Comprising a massive 7,900 square kilometres, Bicuar National Park has been developed from a former hunting reserve and hardship during the Angolan Civil War, to an area waiting to welcome a diversity of species once again.
The Cunene River makes up the eastern border of the park that is to the north of a unique eco-region identified as the Angolan mopane woodland. The rest of the landscape is a mix between savannah, sandy hills, wetland swamps, dambo grasslands, shrub thickets, and open miombo bushveld.
A temperate highland tropical climate reigns over the park that has an average rainfall of around 800 millimetres per year. Since 2013, the provincial government of Huila has been in the process of rebuilding the park to protect and also attract animals to the region once again. Herds of elephants have already made their way back.
The wildlife of Bicuar was sadly decimated during the Angolan Civil War, as well as through poaching. A diversity of species are, however, slowly but surely returning to the park that was historically known for huge herds of large mammals like elephants. Other species that occur in this area include antelope like eland, kudu, waterbuck and reedbuck, zebras and blue wildebeest, as well as the occasional leopard and cheetah.

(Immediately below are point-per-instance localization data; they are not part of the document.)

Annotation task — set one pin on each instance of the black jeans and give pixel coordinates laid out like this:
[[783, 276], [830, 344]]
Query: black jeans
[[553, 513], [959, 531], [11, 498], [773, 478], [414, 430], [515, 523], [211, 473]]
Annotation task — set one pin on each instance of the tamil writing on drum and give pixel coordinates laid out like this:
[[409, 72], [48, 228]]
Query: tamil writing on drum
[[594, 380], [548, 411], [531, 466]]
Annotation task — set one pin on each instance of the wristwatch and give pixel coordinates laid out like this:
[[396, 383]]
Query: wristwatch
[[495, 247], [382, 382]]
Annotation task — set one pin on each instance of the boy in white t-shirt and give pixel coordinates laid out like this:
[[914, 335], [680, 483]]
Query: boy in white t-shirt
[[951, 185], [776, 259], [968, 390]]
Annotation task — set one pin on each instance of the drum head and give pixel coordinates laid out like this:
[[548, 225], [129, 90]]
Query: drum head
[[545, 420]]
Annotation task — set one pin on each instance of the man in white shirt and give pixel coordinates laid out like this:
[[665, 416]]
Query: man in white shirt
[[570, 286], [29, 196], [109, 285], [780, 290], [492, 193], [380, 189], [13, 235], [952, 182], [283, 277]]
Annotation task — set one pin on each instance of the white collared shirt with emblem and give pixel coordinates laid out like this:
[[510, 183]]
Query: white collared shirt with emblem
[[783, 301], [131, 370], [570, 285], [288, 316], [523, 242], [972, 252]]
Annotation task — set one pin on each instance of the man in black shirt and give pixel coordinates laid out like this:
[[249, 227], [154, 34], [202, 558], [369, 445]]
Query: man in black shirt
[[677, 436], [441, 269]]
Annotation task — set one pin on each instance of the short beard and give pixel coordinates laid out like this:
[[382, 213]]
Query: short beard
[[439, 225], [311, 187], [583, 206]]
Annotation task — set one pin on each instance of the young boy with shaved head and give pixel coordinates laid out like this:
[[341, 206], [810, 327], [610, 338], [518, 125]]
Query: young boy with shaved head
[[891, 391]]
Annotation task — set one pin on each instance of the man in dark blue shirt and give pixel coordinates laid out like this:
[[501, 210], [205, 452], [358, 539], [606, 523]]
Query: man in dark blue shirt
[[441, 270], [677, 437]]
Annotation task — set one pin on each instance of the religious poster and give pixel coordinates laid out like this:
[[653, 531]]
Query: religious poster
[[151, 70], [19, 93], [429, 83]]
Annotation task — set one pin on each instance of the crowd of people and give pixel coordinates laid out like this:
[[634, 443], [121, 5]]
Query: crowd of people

The wet season in Angola lasts from October through April and the misty season—also called the “Cacimbo”—from May to September. For the best wildlife viewing, travellers should visit the country between June and September when it is cooler and drier.
With the help and financial assistance from the foreign governments, Bicuar is busy putting infrastructure in place to create a variety of safari options to attract visitors, including the construction of trails.
There are currently no accommodation options available in Bicuar. The local government had plans to construct tourism villages near the main gate that would have included accommodation and restaurants, but it is not known if these are operational yet.